Preferably, the collector composition of the present invention comprises 2 to 40% by weight of compound (i) and 20 to 80% by weight of compound (ii), even more preferably comprises 5 to 20% by weight of compound (i) and 30 to 60% by weight of compound (ii).
In alkyl groups such as R1 or R2, and similarly in alkenyl groups, the degree of branching is determined by adding 2 to each carbon atom bound to four carbon atoms and adding 1 to all carbon atoms bound to three carbon atoms. For primary alkyl groups, as used herein, "degree of branching" (DB) refers to the total number of (terminal) methyl groups present on the R1 and/or R2 alkyl (alkenyl) chains minus 1 (the side chain is an alkyl group other than the methyl group counted as the terminal methyl group). For secondary alkyl groups, the same calculation may be used, but DB is the total number of methyl groups minus 2. It should be noted that in the present specification, the degree of branching is the average value of the alkyl groups R1 and R2 present in the compounds (i) and/or (ii) in the collector composition, and thus is not necessarily an integer. This is because the alcohols or fatty acids that can be used to provide the groups R1 and R2 are not pure compounds, but are present as a mixture of several different compounds or isomers.
The collector composition of the present invention may additionally comprise other components selected, for example, from the group consisting of: a fatty acid; alkylbenzene sulfonate; alkyl phosphates; alkyl sulfate; alkyl sulfosuccinates; alkyl sulfosuccinates; alkyl lactate; alkyl hydroxamates; a surface active amphoteric component selected from the group consisting of betaines, sulfobetaines, aminocarboxylates, sulfamates; a nonionic component selected from alkylamides, alkoxylated fatty acids, preferably ethoxylated fatty acids having a low degree of alkoxylation, even more preferably having a low degree of ethoxylation, wherein low represents from 1 to 5 alkylene oxides (respectively ethylene oxide units), alkoxylated alcohols of the formula R3- (AO) n, wherein n is up to 2 and comprises 2, R3 is the same as R2 as (aliphatic) alkyl and may be different or the same as R2 in compound (ii), AO is each an alkoxylate, preferably an ethoxylate.
Preferred collector compositions of the invention additionally comprise from 1 to 70% by weight, preferably from 15 to 60% by weight, of an auxiliary collector compound which is an anionic surface-active compound, for example those selected from fatty acids, alkylbenzene sulphonates, alkyl phosphates, alkyl sulphates, alkyl sulphosuccinates, alkyl lactates and alkyl hydroxamates, optionally containing an alkoxylate group, for example an ethoxylate group, on the alkyl group for each anionic surface-active compound.
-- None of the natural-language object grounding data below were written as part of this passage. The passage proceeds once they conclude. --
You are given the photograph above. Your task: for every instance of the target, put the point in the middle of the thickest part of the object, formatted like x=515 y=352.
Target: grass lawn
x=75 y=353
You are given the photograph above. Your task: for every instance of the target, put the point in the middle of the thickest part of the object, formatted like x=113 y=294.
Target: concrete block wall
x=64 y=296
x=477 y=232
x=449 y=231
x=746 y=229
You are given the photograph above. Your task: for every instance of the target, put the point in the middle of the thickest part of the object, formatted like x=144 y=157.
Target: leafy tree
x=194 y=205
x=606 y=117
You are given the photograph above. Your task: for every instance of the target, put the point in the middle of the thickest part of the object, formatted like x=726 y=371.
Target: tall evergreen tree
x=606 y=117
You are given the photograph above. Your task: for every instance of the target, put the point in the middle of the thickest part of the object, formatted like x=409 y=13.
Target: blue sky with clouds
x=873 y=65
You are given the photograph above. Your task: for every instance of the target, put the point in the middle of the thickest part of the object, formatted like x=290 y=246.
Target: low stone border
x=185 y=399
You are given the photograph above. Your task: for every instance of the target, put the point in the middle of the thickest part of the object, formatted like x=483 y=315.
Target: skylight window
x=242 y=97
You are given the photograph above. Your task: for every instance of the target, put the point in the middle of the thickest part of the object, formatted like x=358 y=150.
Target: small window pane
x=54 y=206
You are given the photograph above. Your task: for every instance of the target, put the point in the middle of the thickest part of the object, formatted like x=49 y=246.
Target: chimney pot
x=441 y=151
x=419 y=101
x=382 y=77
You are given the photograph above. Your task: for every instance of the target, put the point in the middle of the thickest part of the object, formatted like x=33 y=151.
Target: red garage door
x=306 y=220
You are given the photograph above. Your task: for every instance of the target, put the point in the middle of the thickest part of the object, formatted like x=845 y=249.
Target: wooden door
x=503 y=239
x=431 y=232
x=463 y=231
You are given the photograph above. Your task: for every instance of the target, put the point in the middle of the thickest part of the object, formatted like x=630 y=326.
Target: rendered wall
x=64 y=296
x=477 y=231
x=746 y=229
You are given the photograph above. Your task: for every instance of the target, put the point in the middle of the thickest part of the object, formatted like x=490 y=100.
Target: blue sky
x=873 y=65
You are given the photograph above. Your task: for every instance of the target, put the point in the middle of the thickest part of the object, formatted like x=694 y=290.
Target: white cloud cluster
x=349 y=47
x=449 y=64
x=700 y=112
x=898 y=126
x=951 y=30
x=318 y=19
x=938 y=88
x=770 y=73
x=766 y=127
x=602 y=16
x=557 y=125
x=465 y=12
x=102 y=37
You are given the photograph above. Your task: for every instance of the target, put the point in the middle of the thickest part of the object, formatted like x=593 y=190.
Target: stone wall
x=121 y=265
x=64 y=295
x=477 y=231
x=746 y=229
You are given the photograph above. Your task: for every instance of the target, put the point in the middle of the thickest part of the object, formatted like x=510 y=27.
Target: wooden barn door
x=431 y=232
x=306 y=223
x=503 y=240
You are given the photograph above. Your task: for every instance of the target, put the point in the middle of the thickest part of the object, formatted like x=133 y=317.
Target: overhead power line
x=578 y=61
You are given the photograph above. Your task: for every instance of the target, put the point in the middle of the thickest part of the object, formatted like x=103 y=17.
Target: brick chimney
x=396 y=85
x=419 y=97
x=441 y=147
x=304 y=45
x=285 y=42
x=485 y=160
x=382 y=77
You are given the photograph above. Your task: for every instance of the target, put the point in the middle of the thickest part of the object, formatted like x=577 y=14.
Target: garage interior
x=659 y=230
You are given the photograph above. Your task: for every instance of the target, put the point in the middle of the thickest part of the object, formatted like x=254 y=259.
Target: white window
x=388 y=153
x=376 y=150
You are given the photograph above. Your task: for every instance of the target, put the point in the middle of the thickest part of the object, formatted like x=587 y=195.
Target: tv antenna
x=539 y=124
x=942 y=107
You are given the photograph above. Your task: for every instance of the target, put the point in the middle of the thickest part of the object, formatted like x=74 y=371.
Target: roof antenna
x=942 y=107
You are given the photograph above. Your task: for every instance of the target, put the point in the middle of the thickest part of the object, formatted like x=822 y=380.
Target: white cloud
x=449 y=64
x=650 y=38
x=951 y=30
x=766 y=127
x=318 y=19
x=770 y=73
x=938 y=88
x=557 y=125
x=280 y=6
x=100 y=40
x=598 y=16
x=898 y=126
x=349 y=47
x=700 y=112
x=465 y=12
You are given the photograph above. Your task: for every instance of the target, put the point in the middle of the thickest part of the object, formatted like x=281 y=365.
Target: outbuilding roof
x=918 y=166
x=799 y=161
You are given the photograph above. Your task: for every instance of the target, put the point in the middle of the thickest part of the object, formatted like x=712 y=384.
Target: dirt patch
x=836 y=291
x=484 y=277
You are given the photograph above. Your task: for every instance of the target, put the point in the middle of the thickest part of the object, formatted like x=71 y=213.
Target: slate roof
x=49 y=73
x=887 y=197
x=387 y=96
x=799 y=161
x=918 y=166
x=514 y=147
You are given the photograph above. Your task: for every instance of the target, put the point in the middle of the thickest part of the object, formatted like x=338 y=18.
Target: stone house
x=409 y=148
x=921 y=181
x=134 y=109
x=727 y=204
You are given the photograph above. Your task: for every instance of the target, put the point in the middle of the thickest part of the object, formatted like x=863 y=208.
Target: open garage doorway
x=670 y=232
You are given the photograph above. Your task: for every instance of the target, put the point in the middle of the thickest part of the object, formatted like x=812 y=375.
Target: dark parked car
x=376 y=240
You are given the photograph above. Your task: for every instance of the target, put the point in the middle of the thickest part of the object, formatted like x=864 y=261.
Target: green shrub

In another preferred embodiment, the collector composition of the present invention additionally comprises 3 to 50 wt%, preferably 5 to 30 wt% fatty acids (having up to 2 ethylene oxide units), and/or 1 to 30 wt%, preferably 2 to 25 wt% alcohols R3- (AO) n (having up to 2 ethylene oxide units).
In one embodiment, the ore processing method according to the present invention comprises the steps of:
conditioning the slurried ore in an aqueous solution to form a mixture;
optionally concentrating the mixture by magnetic separation;
optionally adding a foaming agent to the mixture;
optionally conditioning the mixture with a flotation suppressor or a flotation activator;
optionally adjusting the pH of the mixture;
adding the collector composition of the present invention;
optionally adding additional flotation aid to the mixture; and
froth flotation is performed to recover minerals by introducing air into the mixture and skimming froth formed therein.
The process and collector composition of the invention may include other additives and adjuvants commonly found in froth flotation processes, either simultaneously or preferably separately during the flotation process. Other additives that may be present in the flotation process are inhibitors (e.g. starch, dextrin, aquilaria sinensis), dispersants (e.g. water glass), foaming agents/foam regulators/foam modifiers/defoamers, and pH regulators (e.g. NaOH).
The pH in the process is preferably an alkaline pH, even more preferably 8-11.
In a preferred embodiment, the process is a direct froth flotation process for recovering phosphate ore.
In another aspect, the invention relates to a pulp comprising crushed ground ore, a main collector or collector composition as defined herein, and optionally other flotation aids. The pulp may be prepared as follows: the ore is first ground and then the collector composition is added, or at least a portion of the collector composition is added to the ore and the ore is ground into a pulp in the presence of at least a portion of the collector composition.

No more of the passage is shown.